Officially, though, there are no national plans for electronic patient records in Germany. But Bittmann says, in his opinion, the national smartcard project is leading towards that direction.

As an alternative, the German private doctors’ body is suggesting the use of encrypted USB-sticks. These could be handed over to patients and would carry all relevant patient data, including digital images such as radiographs or CT-scans.

“What is needed in addition is a health IT infrastructure that collects only references about the institutions where the documents were generated. In case of loss or destruction of the USB-stick, the EPR could then be re-established by contacting the individual doctors,” said Bittmann.

He criticized both the German Ministry of Health and the German national health IT organisation, gematik, for being unwilling to even consider a decentralized USB solution. “We are currently trying to bring together a number of doctors for making our own project”, said Bittmann.

He also revealed that plans are being drawn up to let professional hackers try to crack the USB system in order to prove that it can be made safe: “When you are honest about making patient data accessible for other doctors, about giving complete medication histories to improve drug safety and about avoiding unnecessary diagnostics, you will come to the conclusion that all this can be done with USB sticks as well. You do not need central data storage.”

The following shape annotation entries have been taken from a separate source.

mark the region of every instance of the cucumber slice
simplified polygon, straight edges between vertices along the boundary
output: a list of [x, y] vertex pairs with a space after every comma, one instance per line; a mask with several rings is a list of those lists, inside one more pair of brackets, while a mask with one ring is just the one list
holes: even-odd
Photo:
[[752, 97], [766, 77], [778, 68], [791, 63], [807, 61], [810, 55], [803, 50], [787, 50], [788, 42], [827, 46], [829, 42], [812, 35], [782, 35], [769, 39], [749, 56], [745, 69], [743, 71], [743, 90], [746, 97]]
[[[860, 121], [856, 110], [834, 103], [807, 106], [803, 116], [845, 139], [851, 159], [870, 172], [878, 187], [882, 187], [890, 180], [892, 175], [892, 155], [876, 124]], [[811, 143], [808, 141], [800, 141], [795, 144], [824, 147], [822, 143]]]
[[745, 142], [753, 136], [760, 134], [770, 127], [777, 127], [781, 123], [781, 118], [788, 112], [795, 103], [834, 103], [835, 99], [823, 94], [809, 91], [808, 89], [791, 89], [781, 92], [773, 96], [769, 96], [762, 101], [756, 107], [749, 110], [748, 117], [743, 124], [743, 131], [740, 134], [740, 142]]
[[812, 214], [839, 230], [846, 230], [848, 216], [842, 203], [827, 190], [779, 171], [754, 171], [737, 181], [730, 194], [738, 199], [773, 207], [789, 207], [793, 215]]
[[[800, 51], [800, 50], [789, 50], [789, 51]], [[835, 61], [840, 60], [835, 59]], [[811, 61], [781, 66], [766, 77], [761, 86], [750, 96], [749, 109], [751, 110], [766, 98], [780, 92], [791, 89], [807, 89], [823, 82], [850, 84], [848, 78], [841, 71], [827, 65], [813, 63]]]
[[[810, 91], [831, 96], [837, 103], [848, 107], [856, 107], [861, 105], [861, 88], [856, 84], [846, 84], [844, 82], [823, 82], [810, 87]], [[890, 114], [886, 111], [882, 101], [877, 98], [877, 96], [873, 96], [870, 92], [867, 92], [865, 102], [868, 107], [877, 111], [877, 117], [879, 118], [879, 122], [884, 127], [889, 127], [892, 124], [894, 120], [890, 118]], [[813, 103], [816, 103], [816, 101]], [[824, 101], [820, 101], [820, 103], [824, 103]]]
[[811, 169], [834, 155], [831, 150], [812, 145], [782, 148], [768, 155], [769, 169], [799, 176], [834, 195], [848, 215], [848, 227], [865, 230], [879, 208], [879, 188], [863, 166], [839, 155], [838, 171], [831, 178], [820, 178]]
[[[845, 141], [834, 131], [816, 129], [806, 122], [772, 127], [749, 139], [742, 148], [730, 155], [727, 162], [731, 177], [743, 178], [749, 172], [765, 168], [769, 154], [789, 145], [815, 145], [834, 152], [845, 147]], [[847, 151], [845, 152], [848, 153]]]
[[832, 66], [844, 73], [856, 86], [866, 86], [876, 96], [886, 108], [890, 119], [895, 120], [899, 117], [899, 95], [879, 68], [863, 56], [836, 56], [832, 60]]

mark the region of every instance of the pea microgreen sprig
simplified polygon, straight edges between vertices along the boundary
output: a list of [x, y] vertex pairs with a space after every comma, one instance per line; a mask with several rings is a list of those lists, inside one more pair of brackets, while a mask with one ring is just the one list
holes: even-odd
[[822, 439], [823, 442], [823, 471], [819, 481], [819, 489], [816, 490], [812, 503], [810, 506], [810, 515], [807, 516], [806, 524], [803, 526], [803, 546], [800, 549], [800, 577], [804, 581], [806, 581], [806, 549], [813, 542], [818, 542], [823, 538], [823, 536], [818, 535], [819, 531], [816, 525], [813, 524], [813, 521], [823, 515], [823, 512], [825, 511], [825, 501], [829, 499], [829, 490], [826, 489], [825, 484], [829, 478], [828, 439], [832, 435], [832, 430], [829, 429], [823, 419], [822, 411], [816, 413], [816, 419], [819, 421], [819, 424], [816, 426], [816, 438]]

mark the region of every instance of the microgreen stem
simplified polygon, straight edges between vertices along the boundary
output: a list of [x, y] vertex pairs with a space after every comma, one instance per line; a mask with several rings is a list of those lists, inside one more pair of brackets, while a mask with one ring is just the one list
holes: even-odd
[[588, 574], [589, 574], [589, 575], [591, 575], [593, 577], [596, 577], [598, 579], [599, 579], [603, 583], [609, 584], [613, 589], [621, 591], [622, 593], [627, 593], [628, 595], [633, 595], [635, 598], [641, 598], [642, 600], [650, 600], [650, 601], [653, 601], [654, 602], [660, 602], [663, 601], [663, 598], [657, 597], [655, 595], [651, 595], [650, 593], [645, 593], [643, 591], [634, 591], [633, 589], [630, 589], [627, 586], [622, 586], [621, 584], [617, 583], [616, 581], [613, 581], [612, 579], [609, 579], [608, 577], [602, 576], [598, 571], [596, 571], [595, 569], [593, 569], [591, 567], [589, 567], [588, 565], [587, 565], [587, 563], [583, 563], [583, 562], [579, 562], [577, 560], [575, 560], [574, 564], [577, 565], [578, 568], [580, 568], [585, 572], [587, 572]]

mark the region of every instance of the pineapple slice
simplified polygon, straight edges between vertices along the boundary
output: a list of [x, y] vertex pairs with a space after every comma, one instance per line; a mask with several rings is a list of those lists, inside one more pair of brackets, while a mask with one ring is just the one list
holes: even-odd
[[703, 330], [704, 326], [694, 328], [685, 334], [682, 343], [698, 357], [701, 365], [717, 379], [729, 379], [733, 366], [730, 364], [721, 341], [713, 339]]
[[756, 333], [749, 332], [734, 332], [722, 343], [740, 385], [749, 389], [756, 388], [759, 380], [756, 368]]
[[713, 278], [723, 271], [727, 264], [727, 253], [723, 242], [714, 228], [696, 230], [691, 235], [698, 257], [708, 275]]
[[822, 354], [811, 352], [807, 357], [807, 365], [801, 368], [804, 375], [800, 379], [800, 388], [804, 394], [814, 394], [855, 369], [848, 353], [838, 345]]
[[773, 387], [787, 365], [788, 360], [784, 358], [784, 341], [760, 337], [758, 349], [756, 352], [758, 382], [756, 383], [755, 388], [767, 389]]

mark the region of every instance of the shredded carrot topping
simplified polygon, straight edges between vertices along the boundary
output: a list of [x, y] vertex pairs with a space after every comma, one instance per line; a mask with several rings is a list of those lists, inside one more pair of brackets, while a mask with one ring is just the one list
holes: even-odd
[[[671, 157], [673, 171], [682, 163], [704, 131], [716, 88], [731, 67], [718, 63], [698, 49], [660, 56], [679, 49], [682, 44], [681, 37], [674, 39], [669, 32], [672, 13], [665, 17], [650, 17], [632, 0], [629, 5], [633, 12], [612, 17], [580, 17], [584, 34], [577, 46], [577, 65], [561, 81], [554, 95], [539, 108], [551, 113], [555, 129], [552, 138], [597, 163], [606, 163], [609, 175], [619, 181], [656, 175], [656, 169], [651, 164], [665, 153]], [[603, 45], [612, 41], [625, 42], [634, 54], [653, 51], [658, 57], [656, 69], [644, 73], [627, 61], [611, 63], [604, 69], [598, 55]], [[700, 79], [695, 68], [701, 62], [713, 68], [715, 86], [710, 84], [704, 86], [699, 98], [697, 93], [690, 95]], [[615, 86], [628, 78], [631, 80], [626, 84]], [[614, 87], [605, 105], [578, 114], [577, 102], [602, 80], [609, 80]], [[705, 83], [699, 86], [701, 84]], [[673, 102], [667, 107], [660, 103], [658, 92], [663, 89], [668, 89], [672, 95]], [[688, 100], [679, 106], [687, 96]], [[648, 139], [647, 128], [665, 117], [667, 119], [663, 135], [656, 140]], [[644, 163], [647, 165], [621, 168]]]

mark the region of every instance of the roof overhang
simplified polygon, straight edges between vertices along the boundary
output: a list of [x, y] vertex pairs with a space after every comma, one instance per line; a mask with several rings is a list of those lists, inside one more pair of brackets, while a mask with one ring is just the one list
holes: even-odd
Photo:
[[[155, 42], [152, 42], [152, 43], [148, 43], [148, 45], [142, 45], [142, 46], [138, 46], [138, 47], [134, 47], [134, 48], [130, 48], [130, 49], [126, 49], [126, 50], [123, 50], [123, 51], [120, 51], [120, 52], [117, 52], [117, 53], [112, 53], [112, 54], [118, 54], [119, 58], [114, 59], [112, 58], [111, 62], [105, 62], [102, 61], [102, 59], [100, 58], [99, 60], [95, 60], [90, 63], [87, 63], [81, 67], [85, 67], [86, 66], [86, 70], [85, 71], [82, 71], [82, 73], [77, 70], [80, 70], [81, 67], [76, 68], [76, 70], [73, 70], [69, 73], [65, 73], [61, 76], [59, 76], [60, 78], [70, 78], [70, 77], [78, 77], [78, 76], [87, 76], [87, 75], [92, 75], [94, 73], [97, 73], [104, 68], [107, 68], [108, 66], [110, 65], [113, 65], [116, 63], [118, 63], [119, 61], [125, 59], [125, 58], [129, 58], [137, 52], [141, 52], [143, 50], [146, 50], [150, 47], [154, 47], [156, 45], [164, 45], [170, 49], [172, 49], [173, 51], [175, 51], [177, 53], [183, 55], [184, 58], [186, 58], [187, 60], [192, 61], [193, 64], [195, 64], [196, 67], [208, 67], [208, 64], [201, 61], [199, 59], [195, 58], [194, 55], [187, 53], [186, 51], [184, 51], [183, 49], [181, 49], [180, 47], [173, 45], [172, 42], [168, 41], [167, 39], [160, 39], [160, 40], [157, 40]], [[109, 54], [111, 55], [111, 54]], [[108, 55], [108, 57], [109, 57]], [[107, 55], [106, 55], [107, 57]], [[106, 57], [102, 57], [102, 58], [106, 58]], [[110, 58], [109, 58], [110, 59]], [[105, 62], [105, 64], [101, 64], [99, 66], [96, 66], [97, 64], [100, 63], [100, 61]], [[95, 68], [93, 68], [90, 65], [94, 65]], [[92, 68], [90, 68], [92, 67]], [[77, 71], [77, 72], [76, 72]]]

Critics are likely to point to some inconsistencies in the arguments of NAV Virchow. There are, for instance, a number of regional care networks in Germany that already use shared electronic patient records with central data storage.

In these settings, patients rarely are made aware what is actually stored about them and where. Ironically, these networks tend to be driven by doctors in private practice. But this does not seem to be what Bittmann and his colleagues are talking about when they criticise data storage on servers.

When talking to E-Health Europe, Bittmann was not able to say under which circumstances exactly he considers data storage to be ‘central’ and thus to be condemned. Instead he gave the impression that NAV Virchow’s main objection stems not from records held on centralised servers but the fact that they will, in the future, be part of a government controlled infrastructure.

Recent years have seen Germany legalising wiretap operations as part of anti-terrorist measures and in 2007 an EU-directive on storing telecommunication data was implemented. All connectivity data on phone and internet communication have to be stored for six months by the provider, which is also true for the communication data of doctors.

“After these experiences, we simply do not trust the government any more”, said Bittmann.

However, some leading experts for data protection tend to take a less alarmist approach than the doctors when it comes to patient data on central servers. “We have a good legislation for health IT in Germany. There is a lot of irrational fear when it comes to server-based data storage”, said Thilo Weichert from the Independent Centre for Data Protection in Schleswig-Holstein recently at November’s Medica trade fair.

But he too admitted that possible changes in legislation in the future could easily make a national health-IT network become a nightmare from a data protection perspective.